India is set to launch an ambitious project to develop its own stealth combat drones or UCAVs (Unmanned Combat Aerial Vehicles).
The UCAVs represent a more advanced and deadlier offshoot of UAVs (Unmanned Aerial Vehicles).
Reports suggest that the Modi government is close to approve a Rs 2,650 crore ‘Project Ghatak’ to develop the futuristic “Indian Unmanned Strike Air Vehicle”, which has already been cleared by the defence ministry.
The project is currently awaiting the expert analysis from a finance ministry committee, and once cleared, it will be placed before the cabinet committee on security for the final nod.
These “Made in India” UCAVs will be able to fire missiles and precision-guided munitions at enemy targets and then returning to home bases to re-arm for further missions.
Project Ghatak follows the successful completion of AURA (Autonomous Unmanned Research Aircraft) programme, which in 2009 was was tasked to carry out research into the future Indian UCAVs.

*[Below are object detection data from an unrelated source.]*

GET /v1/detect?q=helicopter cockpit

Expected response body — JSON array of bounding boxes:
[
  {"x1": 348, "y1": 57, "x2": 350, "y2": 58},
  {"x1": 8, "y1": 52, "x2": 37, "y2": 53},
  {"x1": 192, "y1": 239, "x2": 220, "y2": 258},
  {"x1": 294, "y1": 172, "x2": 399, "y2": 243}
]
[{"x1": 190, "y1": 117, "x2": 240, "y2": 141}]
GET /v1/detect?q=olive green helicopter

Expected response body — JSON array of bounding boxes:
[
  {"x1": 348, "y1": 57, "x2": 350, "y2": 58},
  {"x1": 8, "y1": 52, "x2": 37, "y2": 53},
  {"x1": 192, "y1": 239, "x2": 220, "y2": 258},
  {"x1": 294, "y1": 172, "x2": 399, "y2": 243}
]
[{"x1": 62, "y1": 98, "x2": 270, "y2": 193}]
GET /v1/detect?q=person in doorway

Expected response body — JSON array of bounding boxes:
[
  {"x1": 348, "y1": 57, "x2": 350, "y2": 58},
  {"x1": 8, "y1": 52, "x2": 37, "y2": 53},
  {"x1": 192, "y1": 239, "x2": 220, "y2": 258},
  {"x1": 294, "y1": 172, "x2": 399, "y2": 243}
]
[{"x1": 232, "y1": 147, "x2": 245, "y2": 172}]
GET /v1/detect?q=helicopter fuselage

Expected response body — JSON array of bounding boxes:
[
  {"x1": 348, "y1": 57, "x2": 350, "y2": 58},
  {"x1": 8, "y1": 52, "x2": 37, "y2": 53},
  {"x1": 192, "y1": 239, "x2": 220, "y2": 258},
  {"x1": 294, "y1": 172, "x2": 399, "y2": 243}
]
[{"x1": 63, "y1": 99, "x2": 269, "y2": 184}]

India’s new combat drone will be powered by the indigenous Kaveri derivative engine (dry variant) without the after burner. It will have a ‘flying-wing’ design just like the US’ B-2 Spirit, a stealth bomber.

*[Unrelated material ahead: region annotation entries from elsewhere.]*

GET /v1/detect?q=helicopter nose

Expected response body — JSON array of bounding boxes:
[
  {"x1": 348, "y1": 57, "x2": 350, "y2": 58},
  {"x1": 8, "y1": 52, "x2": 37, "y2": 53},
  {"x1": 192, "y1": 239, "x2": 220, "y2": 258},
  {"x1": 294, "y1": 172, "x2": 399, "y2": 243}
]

It must be noted that the Kaveri engine was not able to provide the higher thrust required to power Tejas throughout its flight envelope. This led India to go for American GE engines to power its LCA Tejas.
At the moment, Indian Armed Forces have the Harop UCAVs purchased from Israel. These Israeli UCAVs are different given that they are basically a Kamikaze type of aircraft, designed to self-destuct as it attacks its target.

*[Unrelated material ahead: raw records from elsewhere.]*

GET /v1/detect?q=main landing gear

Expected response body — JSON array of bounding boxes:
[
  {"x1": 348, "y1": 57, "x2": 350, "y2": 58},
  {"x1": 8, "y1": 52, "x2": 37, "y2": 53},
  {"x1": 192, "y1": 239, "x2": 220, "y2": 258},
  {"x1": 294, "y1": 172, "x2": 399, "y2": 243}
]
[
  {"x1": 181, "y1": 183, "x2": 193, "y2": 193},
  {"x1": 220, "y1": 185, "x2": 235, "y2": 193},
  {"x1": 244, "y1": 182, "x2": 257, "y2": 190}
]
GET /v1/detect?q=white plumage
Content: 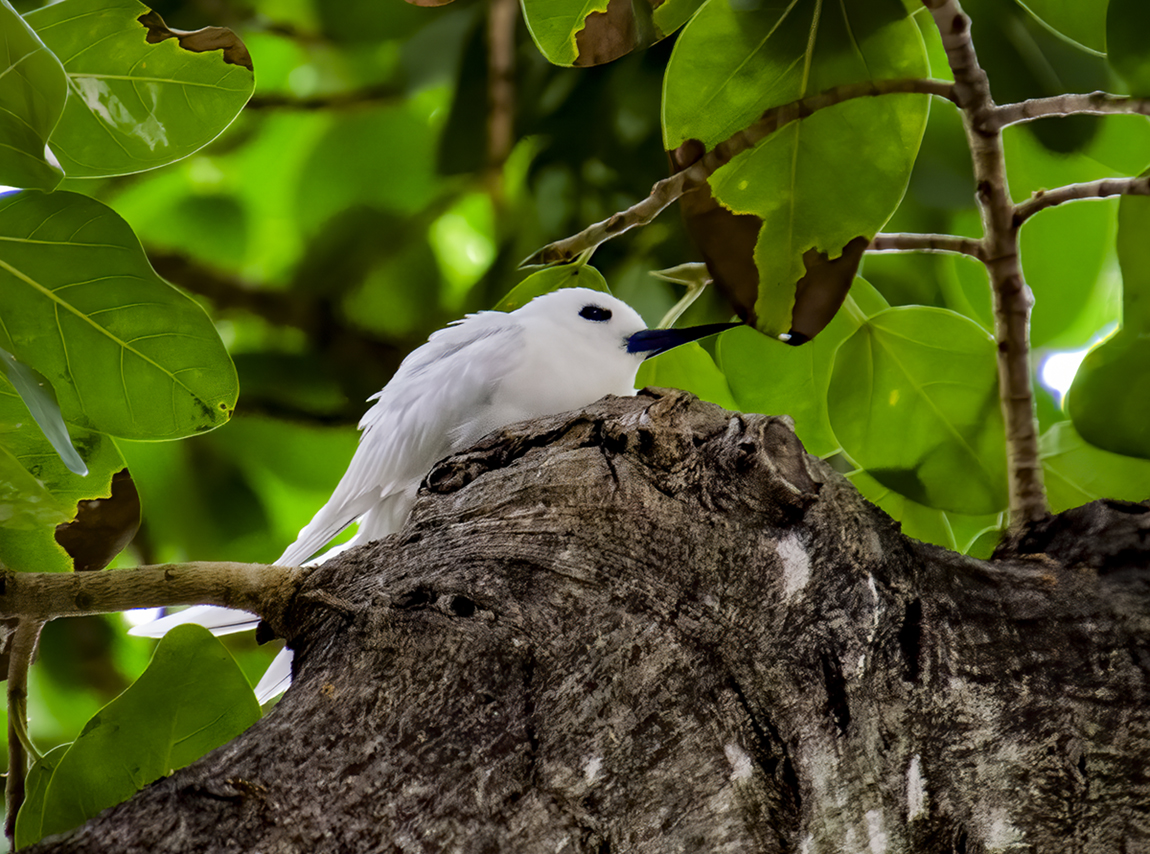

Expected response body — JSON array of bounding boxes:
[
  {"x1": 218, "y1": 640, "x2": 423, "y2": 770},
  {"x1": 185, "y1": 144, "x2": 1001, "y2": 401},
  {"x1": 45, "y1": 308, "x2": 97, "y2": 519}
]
[{"x1": 131, "y1": 287, "x2": 728, "y2": 702}]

Through these UCAVs, India will be looking to counter Pakistan’s success with Burraq UAVs. Burraq successfully carried out it first strike in North Waziristan area of Pakistan killing three suspected terrorists.
UCAVs are considered to be game-changers in modern day warfare. They are low-cost, have more range, greater broad-band stealth, and are able to knock down the enemy’s metaphorical front door in future wars.
The ‘Predator’ and ‘Reaper’ drones which are controlled from the US through satellites, for instance, have been extensively used to fire ‘Hellfire’ missiles against Taliban targets in the Af-Pak region.